Bu AKP rejimi ilk büyük sarsıntıyı Gezi kalkışmasıyla yaşadı. O yığınsal kalkışma CHP’ye rağmen gerçekleşmiş, CHP yığınlarca saf dışı edilmişti. Gezi, düzen muhalefetini dışladığı ölçüde sarsıcı oldu.

Sonra ne oldu? O dinamik, CHP ve HDP’nin rejimin sürekli meşruiyet üretmesini sağlayan seçim tiyatrolarının figüranı haline getirilmesine hizmet eden hamlelerinin peşine takıldı. Devrimci sol hareket en gerekli zamanda buna karşı bir refleks gösteremedi.

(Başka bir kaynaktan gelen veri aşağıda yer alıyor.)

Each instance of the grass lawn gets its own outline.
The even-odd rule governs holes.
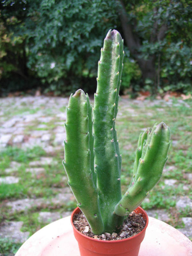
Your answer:
[[[135,152],[140,133],[148,127],[152,127],[156,123],[163,121],[171,131],[171,142],[166,171],[141,206],[146,210],[166,209],[170,215],[169,224],[176,228],[182,227],[182,217],[192,217],[192,212],[187,208],[179,211],[175,207],[177,201],[181,196],[187,195],[192,199],[192,181],[187,178],[187,174],[191,173],[192,170],[192,102],[189,100],[184,103],[175,99],[172,104],[158,101],[128,102],[128,100],[120,99],[116,124],[122,156],[122,193],[127,189],[131,179]],[[23,109],[20,106],[15,113],[12,112],[9,114],[8,111],[6,114],[12,116],[28,110],[24,105],[23,108]],[[65,111],[65,108],[62,110]],[[38,111],[39,108],[36,108],[34,112]],[[46,116],[52,114],[51,111],[50,113],[47,111],[46,113]],[[55,119],[55,122],[58,121]],[[47,129],[52,131],[56,126],[52,121]],[[34,129],[32,126],[26,127],[26,132],[30,133],[30,129]],[[29,232],[31,235],[45,225],[39,221],[40,212],[56,212],[62,214],[72,211],[76,207],[73,199],[62,205],[44,204],[19,212],[10,212],[10,207],[7,206],[8,202],[19,199],[43,198],[45,201],[50,200],[68,187],[67,176],[62,163],[62,151],[56,150],[52,154],[51,156],[54,163],[44,166],[45,171],[43,173],[34,176],[26,171],[30,168],[31,162],[50,156],[44,149],[40,147],[24,150],[9,146],[0,152],[0,177],[9,175],[19,178],[18,183],[0,184],[0,223],[23,221],[21,231]],[[6,170],[14,161],[20,164],[14,172],[8,174]],[[174,180],[174,185],[167,185],[165,181],[168,180]],[[5,256],[11,253],[14,254],[20,245],[1,238],[0,255]]]

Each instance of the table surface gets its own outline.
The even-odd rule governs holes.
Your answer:
[[[80,256],[69,216],[34,234],[15,256]],[[165,222],[149,217],[139,256],[192,256],[192,242]]]

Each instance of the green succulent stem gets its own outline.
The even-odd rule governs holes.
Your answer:
[[[122,198],[115,123],[124,55],[121,35],[110,30],[98,63],[94,108],[80,89],[66,108],[63,164],[77,206],[97,235],[118,232],[124,216],[147,196],[162,175],[170,144],[163,122],[140,134],[133,178]]]

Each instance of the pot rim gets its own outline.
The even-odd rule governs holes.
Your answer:
[[[86,237],[86,238],[87,238],[88,239],[91,239],[91,240],[92,240],[94,241],[95,241],[95,242],[99,242],[100,243],[101,242],[101,243],[120,243],[120,242],[121,242],[122,243],[122,242],[123,242],[124,241],[127,241],[127,240],[131,240],[132,239],[134,239],[134,238],[135,238],[136,237],[137,237],[137,236],[138,236],[140,235],[141,234],[142,234],[142,233],[143,233],[143,232],[145,231],[146,229],[147,228],[147,226],[148,226],[148,222],[149,222],[149,219],[148,219],[148,215],[147,215],[147,212],[145,211],[145,210],[144,210],[143,209],[143,208],[142,208],[140,206],[138,206],[138,207],[137,207],[136,209],[135,209],[134,210],[133,212],[134,212],[135,211],[137,211],[137,210],[139,210],[139,209],[141,209],[142,210],[142,211],[143,212],[143,213],[144,213],[144,214],[145,214],[146,216],[146,224],[145,224],[145,227],[144,228],[143,228],[143,230],[141,230],[141,231],[139,233],[138,233],[138,234],[137,234],[137,235],[136,235],[135,236],[131,236],[131,237],[128,237],[128,238],[125,238],[125,239],[121,239],[120,240],[113,240],[112,241],[110,241],[110,240],[104,241],[103,240],[100,240],[99,239],[95,239],[94,238],[93,238],[92,237],[89,237],[89,236],[86,236],[85,235],[84,235],[84,234],[83,234],[82,233],[81,233],[81,232],[80,232],[79,231],[79,230],[77,230],[77,229],[75,227],[75,226],[73,225],[73,216],[74,216],[75,213],[76,212],[78,209],[79,209],[79,211],[81,211],[81,209],[78,207],[77,207],[76,208],[76,209],[73,211],[72,212],[72,213],[71,214],[71,225],[72,225],[72,226],[73,227],[73,228],[76,231],[76,232],[77,233],[78,233],[80,235],[81,235],[81,236],[84,236],[84,237]]]

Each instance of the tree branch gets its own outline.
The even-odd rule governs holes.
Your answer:
[[[140,47],[139,39],[133,36],[131,25],[129,23],[124,4],[123,0],[120,0],[119,15],[127,45],[132,54],[135,56]],[[135,38],[136,39],[135,40]]]
[[[158,41],[161,41],[164,38],[167,30],[167,24],[164,23],[160,28],[159,31],[157,34],[157,38]]]

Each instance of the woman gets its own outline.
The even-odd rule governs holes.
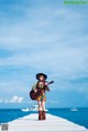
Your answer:
[[[45,102],[46,102],[46,94],[45,91],[50,91],[48,83],[45,81],[47,79],[47,75],[44,73],[37,73],[36,79],[38,80],[35,85],[33,85],[34,92],[40,91],[36,100],[38,103],[38,120],[45,120],[46,113],[45,113]]]

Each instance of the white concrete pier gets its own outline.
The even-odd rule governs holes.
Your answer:
[[[45,121],[38,121],[37,113],[33,113],[9,122],[7,132],[88,132],[88,130],[50,113],[47,113]]]

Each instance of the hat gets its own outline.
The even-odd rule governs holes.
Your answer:
[[[37,73],[37,74],[36,74],[36,79],[40,80],[40,77],[41,77],[41,75],[43,75],[45,80],[47,79],[47,75],[44,74],[44,73]]]

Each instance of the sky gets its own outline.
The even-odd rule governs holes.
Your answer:
[[[88,4],[0,0],[0,109],[36,104],[40,72],[54,80],[47,108],[88,108]]]

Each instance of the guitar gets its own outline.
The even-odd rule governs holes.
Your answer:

O günden bugüne bir seçimden diğerine AKP rejiminin gaz almasının, meşruiyet üretmesinin malzemesi olduk. Şimdi, devrim sözcüğünü duymak bile istemeyen konformist ve kolaycı sol kadrolar “sosyolojik analizler”, “seçim değerlendirmeleri” yaparak, çoğunluğu emekçi olan çaresiz halkın yarısından fazlasını, açık ya da örtük, “bunlar adam olmaz” diye suçlayarak tatmin olmaya çalışıyorlar.

Kendi kanallarında, burjuva medyasının her biri Zihni Sinir kalibresindeki köşe yazarları, “medya yorumcuları” gibi zihin yakmakla meşguller.

Şahsen bu sonuçlara bakınca, rejimin ne kadar kırılgan, halkın devrim talebinin ne kadar güçlü, ama solun ne kadar kafasının karışık, dağınık olduğunu okuyorum.

Halk sınıflarının bu talebini çok iyi algılayan malum rejim güçleri, oligarşi şimdi tekrar bize bir “değişim” pazarlamaya çalışıyorlar. Yine kendi denetimlerinde “yeni” bir muhalefet tarzı ve “muhalif figürler” kakalamak istiyorlar. Gelecek seçim tiyatrosu için hazırlanıyorlar.

Devrimden başka çıkış olmadığını, şimdilik siyaseten ifade edemeseler de, kavramaya başlayan kitleler, elbette kendi siyasal mecralarını bulacak, kendilerini siyaseten ifade edecekleri önderliği ortaya çıkartacaklardır.

Bu seçimin en gerçek sonucu bu beklentiyi takviye etmiş olmasıdır.